Wer oder was ist Jakob Wassermann? Ein Erzähler. Er ist zunächst einmal überhaupt gar nichts anderes. Ein Fabulierer von Geblüt und Instinkt, keiner unter uns ist es wie er. Ich habe manchmal im Scherz zu ihm gesagt, er hätte können mit untergeschlagenen Beinen an der Riva die Schiavoni sitzen oder könnte noch heute irgendwo im Orient am Markte sitzen und erzählen – erzählen –, und das Volk stände mit aufgerissenen Augen und Mündern um ihn herum und hörte zu. Er weiß, wie man imponiert, er ist ein Moralist, und wie könnte ein solcher konservativ sein?

Das klingt auf den ersten Blick überaus freundlich und schmeichelnd, manche Interpreten haben aber darin einen sublimen Rassismus entdeckt, wenn Mann seinen Kollegen auf den orientalischen Basar verbannt, doch so weit muss man nicht unbedingt gehen.
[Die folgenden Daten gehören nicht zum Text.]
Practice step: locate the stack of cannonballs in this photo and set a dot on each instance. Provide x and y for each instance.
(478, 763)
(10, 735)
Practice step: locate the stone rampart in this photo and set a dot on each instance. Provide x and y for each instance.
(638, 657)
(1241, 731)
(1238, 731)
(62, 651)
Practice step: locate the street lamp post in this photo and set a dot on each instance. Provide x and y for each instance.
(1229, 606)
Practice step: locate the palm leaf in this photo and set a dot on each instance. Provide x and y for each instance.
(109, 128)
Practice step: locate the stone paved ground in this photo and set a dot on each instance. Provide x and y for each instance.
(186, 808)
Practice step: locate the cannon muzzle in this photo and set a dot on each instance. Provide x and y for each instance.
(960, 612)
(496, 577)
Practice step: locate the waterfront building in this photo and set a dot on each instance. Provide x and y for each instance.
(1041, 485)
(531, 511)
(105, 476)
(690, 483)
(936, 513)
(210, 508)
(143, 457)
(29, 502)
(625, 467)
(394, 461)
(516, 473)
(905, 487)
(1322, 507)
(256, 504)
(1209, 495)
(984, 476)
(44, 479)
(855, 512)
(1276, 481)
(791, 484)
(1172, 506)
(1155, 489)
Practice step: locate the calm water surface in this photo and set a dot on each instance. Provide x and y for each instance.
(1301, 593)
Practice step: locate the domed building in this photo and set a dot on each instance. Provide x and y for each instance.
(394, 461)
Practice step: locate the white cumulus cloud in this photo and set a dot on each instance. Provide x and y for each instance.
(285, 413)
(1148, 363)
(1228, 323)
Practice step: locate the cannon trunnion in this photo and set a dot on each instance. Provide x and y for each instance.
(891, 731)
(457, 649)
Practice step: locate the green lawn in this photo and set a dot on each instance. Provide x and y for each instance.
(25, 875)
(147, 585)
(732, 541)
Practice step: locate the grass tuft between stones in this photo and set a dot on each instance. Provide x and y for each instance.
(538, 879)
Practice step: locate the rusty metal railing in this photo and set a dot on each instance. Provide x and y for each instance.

Im Februar 1930 fuhren die Wassermanns zusammen mit Thomas und Katja Mann, Samuel und Hedwig Fischer sowie Hermann und Ninon Hesse zum Skifahren nach Chantarella bei St. Moritz. Dieser Winterurlaub sollte eine feste Einrichtung werden. Kurz zuvor hatte man noch den 70. Geburtstag von Samuel Fischer an Silvester im Hause Thomas Manns gefeiert, bei dem Wassermann eine Tischrede auf den hochgeschätzten Jubilar gehalten hatte.